Iran: The Shiite Powerhouse of the Middle East Is Failing Economically and Politically

Iran Focus 

London, 17 May - Iran is the second biggest nation in the middle east in terms of the economy, according to the Daily Mail. The only country ahead of it is its Sunni rival Saudi Arabia. The reason for this supposed wealth? Oil and Sanctions Relief.

The Iranian economy was revived by the lifting of international sanctions against it, when the 2015 nuclear deal was put into place. Then, a recent deal between Saudi Arabia, Iraq, and Iran allowed Iran to up its oil production significantly.

However, despite these boosts, the economy is still not working for anyone outside the elite.

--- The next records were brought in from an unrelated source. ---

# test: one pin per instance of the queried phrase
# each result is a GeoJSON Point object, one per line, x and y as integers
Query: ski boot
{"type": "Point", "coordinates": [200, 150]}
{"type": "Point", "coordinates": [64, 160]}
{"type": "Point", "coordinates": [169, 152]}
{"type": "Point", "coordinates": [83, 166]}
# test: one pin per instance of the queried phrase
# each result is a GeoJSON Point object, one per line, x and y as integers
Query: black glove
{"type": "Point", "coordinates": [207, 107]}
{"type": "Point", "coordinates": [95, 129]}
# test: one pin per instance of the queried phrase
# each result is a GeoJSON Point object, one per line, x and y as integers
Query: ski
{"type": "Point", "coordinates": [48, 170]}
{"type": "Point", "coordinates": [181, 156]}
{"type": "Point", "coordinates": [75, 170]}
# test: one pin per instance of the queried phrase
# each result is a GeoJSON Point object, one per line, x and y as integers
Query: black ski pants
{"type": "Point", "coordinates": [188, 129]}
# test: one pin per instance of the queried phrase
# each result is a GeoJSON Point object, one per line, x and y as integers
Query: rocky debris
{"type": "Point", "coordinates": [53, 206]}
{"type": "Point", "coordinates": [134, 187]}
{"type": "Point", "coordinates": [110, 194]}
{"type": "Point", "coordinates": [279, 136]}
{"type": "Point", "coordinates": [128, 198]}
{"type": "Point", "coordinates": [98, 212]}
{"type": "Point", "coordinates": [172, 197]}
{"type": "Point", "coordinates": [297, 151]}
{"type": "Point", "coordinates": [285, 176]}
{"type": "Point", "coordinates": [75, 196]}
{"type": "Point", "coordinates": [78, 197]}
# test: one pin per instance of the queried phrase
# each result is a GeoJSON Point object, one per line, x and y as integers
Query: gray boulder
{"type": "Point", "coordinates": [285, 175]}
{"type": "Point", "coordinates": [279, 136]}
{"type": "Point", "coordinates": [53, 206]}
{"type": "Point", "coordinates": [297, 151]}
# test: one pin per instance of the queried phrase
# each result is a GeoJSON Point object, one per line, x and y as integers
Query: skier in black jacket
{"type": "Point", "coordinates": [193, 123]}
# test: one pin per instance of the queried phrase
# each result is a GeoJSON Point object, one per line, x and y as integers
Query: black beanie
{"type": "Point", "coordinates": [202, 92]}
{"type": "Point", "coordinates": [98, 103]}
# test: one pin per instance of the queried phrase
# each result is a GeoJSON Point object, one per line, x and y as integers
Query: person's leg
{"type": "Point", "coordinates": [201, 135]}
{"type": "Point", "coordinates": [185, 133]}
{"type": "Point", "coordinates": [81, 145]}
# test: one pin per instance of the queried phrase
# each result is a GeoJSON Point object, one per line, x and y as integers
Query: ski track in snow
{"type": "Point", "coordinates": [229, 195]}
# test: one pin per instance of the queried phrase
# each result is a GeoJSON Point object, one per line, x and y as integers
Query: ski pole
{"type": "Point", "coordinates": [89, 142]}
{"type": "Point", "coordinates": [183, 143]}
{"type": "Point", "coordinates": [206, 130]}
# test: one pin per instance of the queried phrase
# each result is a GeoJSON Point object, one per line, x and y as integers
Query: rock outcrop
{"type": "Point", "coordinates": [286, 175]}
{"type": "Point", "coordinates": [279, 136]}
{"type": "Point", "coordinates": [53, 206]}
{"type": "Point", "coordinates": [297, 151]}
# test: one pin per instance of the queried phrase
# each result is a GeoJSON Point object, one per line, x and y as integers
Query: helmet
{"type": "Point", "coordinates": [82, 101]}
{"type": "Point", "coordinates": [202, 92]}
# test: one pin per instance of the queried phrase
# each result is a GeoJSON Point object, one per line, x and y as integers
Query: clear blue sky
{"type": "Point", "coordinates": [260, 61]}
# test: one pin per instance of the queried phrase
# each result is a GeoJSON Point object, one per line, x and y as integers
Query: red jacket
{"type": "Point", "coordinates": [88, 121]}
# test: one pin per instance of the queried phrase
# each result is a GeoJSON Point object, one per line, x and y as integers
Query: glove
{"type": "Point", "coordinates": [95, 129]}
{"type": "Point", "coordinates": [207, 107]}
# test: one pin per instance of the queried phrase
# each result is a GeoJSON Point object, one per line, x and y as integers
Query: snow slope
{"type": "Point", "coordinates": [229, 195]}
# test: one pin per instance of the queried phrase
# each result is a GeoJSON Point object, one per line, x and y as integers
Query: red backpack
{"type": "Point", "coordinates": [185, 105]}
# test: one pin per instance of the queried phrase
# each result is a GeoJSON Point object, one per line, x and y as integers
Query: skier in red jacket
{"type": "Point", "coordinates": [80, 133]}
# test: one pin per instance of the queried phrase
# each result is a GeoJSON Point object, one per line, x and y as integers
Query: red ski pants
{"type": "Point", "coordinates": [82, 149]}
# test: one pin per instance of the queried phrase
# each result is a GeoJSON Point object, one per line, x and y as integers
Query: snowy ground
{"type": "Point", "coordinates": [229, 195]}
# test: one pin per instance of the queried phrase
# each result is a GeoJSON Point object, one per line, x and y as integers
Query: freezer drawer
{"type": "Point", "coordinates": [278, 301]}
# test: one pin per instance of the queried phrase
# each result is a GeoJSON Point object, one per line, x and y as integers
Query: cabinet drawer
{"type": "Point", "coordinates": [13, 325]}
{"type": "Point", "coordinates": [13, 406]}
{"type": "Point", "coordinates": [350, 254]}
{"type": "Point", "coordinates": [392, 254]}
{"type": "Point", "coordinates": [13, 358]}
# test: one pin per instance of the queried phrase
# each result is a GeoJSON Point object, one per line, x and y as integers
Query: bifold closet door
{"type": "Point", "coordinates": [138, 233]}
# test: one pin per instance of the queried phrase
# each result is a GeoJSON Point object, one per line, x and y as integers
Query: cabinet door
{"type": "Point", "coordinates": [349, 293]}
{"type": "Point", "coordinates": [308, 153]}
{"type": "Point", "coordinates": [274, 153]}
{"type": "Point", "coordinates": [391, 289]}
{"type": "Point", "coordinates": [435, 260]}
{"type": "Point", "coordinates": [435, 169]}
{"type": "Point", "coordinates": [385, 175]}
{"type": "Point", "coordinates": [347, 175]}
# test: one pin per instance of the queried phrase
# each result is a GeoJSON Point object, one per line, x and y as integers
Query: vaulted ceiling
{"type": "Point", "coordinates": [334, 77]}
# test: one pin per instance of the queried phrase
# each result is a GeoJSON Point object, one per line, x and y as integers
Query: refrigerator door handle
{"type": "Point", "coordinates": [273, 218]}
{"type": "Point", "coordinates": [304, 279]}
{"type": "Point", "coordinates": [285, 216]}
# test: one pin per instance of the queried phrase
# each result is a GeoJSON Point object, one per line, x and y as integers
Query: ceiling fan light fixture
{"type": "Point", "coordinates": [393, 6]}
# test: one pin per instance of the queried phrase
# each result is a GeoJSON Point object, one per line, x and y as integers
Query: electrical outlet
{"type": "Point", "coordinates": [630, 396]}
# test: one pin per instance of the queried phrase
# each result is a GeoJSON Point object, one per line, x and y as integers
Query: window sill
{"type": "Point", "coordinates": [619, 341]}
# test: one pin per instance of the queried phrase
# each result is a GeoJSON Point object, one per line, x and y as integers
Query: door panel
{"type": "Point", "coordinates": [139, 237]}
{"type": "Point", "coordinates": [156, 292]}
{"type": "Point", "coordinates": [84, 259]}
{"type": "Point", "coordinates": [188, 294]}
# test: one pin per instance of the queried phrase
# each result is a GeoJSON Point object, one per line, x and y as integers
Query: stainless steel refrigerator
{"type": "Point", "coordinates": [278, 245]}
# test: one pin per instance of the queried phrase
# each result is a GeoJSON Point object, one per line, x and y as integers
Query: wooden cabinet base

Official statistics show that Iran has a 12.5% unemployment rate (up to 27% in young people) although independent experts believe this number to be much higher. Indeed, an estimated 70% of Iranians are currently struggling to survive because their income in below the poverty line.

Maryam Rajavi, the president of the Iranian Resistance, said in February: “Iranian households suffer from hunger due to poverty and destitution. Twelve million sleep hungry each night. If the Mullahs ignore the economic implosion it would lead to the eruption of popular protests.”

The Iranian Regime also recognise that foreign investments are not as good as they had expected, with many companies still reluctant to invest in a country that is considered “the world’s number one state sponsor of terrorism” by the US Treasury and where part of the military (the Revolutionary Guards Corps or IRGC) could be added to the list of foreign terrorist organisations in the US.

Speaking of the military, Iran is currently fighting (sometimes through proxies) in at least four conflicts in the Middle East; Syria, Iraq, Yemen, Lebanon. The most obvious role can be seen in Syria, when Iran has been supporting the dictator, Bashar al-Assad. This is where the money is really going; It funds terrorism rather than the public interest.

This will not be changed by the election because the President cannot change it and the Supreme Leader, Ali Khamenei, won’t.

The Daily Mail article makes the false distinction between moderates and hardliners in Iran, with regards to the upcoming election. To be clear, the Iranian Regime is divided by their love for power, not by policy.

They do not have different policies for healthcare/education/employment- indeed, they are not allowed to have different policies. They simply see President as a stepping stone to becoming the next Supreme Leader upon Khamenei’s death.

Whichever of the candidates becomes President, their chances of becoming Supreme Leader is increased and then they will be subject to no checks on their power.